Soliman’s role in this process was minuscule. She ensured one small device on one aircraft was functioning. Meanwhile, the other airframes bubbled with sensor pods that listened to radio communications and smelled fertilizer-based homemade explosives and did a million other things she knew nothing about. Most of her tour she was isolated, on one far side of the flight line, killing time in her little parts shed. General McChrystal had recently determined that everyone was having too much fun in the war, and so had made life more Spartan, closing restaurants and coffee shops on base.

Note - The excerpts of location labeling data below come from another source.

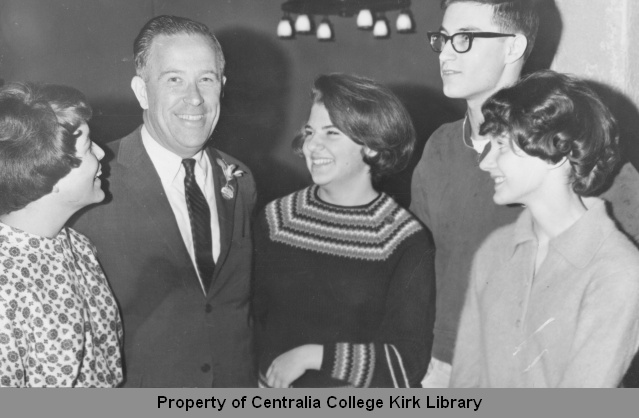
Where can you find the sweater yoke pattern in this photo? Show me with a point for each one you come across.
(370, 232)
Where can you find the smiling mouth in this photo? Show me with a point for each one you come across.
(191, 117)
(321, 161)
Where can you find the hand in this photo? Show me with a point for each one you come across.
(289, 366)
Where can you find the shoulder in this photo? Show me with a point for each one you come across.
(497, 246)
(444, 133)
(441, 142)
(229, 159)
(80, 240)
(617, 254)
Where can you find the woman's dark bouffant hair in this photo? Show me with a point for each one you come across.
(369, 114)
(552, 116)
(38, 125)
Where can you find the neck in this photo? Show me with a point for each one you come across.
(37, 219)
(553, 216)
(347, 196)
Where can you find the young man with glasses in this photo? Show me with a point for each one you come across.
(482, 46)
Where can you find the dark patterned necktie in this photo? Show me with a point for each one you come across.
(200, 217)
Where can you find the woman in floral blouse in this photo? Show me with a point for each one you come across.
(59, 323)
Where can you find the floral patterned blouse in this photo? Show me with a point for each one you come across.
(59, 323)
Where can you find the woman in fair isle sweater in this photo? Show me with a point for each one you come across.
(344, 284)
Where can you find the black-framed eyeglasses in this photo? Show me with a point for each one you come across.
(461, 41)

She was lonely, but she was introduced to a world she barely knew existed. In Baghdad, she had only seen the tiniest sliver of these secret missions. Who flies these planes? She knew that, when she came back, she wanted the best of both worlds, the social and the surveillance, and to transition from building Gallieni oil spots to dismembering them.
And now here she was, assigned to CJSOTF and the J2, working with operators and analysts, on a helicopter flying to train a special operations team to use a technology that continued to fascinate her.
So much had changed since her first tour. Then, she had only one week at Fort Benning as preparation: marching and guns and shots and scary sucking-chest-wound PowerPoints and two green seabags for her gas mask and vest and helmet. The first time she flew on a helicopter out of Baghdad, she was so nervous. Her future husband calmed her fears then, but she didn’t know what to wear, what to do. She wore a ridiculous winter coat on that first flight and was somehow still cold. But the flight was a liberation from the Green Zone, and a beautiful ballet in the air, she thought.